Lena Dunham’s “Girls” showed so much promise at the beginning of season one, but the past few episodes have been downright depressing. I was pretty offended by this week’s installment, which ended with main character Hannah stranded in Coney Island with nothing but cake. That part I appreciated (nothing beats the beach and treats), but everything else seemed sloppy and forced. Dunham is more capable than this.
The episode opens at Chez Marnie and Hannah…or rather, Chez Hannah. After an explosive fight, the girls have decided to stop living together and Marnie has moved out. They
get along better now that they’re no longer roommates, and that allows us to devote most of our attention to the weirdest part of the episode. Everyone attends a mystery party only to learn that it’s a wedding for Jessa and the finance creep who shouted her and Marnie down several weeks earlier when the girls refused to let him in on their make-out session. We’ve seen Jessa progress throughout the season and eschew cheap thrills, but did her character really have to tie the knot to change? In the words of one “Girls” reviewer, “marriage is not the portal to adulthood.” There’s no way it’s going to last either, and even if it does, I’m still going to be unsatisfied. I can’t take a program seriously with characters making drastic life choices on a whim. We need a proper build-up or all the peculiar things are going to seem contrived or like Dunham simply had writer’s block. She’s a talented screenwriter, but I learned more and more over the course of season one that she still has a lot to learn.

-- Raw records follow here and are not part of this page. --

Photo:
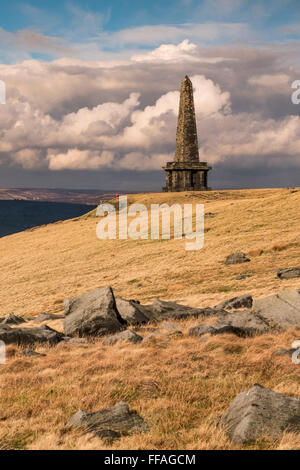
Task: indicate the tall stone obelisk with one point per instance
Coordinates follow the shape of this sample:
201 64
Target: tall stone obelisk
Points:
186 173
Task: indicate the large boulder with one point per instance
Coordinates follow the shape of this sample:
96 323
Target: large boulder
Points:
281 310
162 310
241 323
133 312
261 412
236 258
111 423
126 335
46 317
27 336
12 319
288 273
243 301
94 313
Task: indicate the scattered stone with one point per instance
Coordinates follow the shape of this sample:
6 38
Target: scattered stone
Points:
126 335
175 333
241 323
236 258
133 312
296 344
110 423
281 310
162 310
30 353
46 317
170 327
154 336
243 276
12 319
243 301
285 352
288 273
94 313
43 334
258 412
69 340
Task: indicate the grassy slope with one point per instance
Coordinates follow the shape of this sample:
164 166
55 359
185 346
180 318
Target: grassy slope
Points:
180 386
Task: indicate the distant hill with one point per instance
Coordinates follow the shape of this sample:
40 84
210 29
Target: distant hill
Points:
17 216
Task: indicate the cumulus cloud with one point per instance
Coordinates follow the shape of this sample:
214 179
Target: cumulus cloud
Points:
184 51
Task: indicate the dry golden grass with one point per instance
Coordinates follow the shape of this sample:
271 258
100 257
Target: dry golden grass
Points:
179 385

I dislike Marnie more and more every episode, a stark contrast to my view of her during the first few installments. She was my favorite person on “Girls” and now I cringe every time she appears onscreen. Though I take issue with the way she handles things, I can’t say her character hasn’t made progress this season. Charlie is old news and she clearly sticks to her commitments, but I still find her rather insufferable. Less so than Hannah, though, as the main character gets what we think she wants and still manages to completely ruin it. Her boyfriend Adam has few redeeming qualities and proves to be very verbally and emotionally abusive, but isn’t in a state of arrested development. Hannah is supposed to be unlikable–she’s basically all of us at our most pathetic and selfish, yet I’d really like Dunham to give us at least one reason to sympathize with her character, who steals from maids, is ungrateful for her amazing set of parents, and lacks the drive to aggressively go after her writing aspirations. I’d like to see her grow next season, as everyone else on the season has evolved in some way. Even though I don’t consider Jessa’s charade of a marriage to be “progress,” she showed she was ready to become a better individual when she turned down James LeGros’s pitiful character and declined Kathryn Hahn’s condescending advice. Marnie can finally wipe her hands clean of her weird connection with Charlie. Shoshanna cashed in her V-card. But Hannah? She’s stuck and doesn’t have the tools to change that. If the finale was in any way a reflection of season two, I have no reason to continue investing in this show.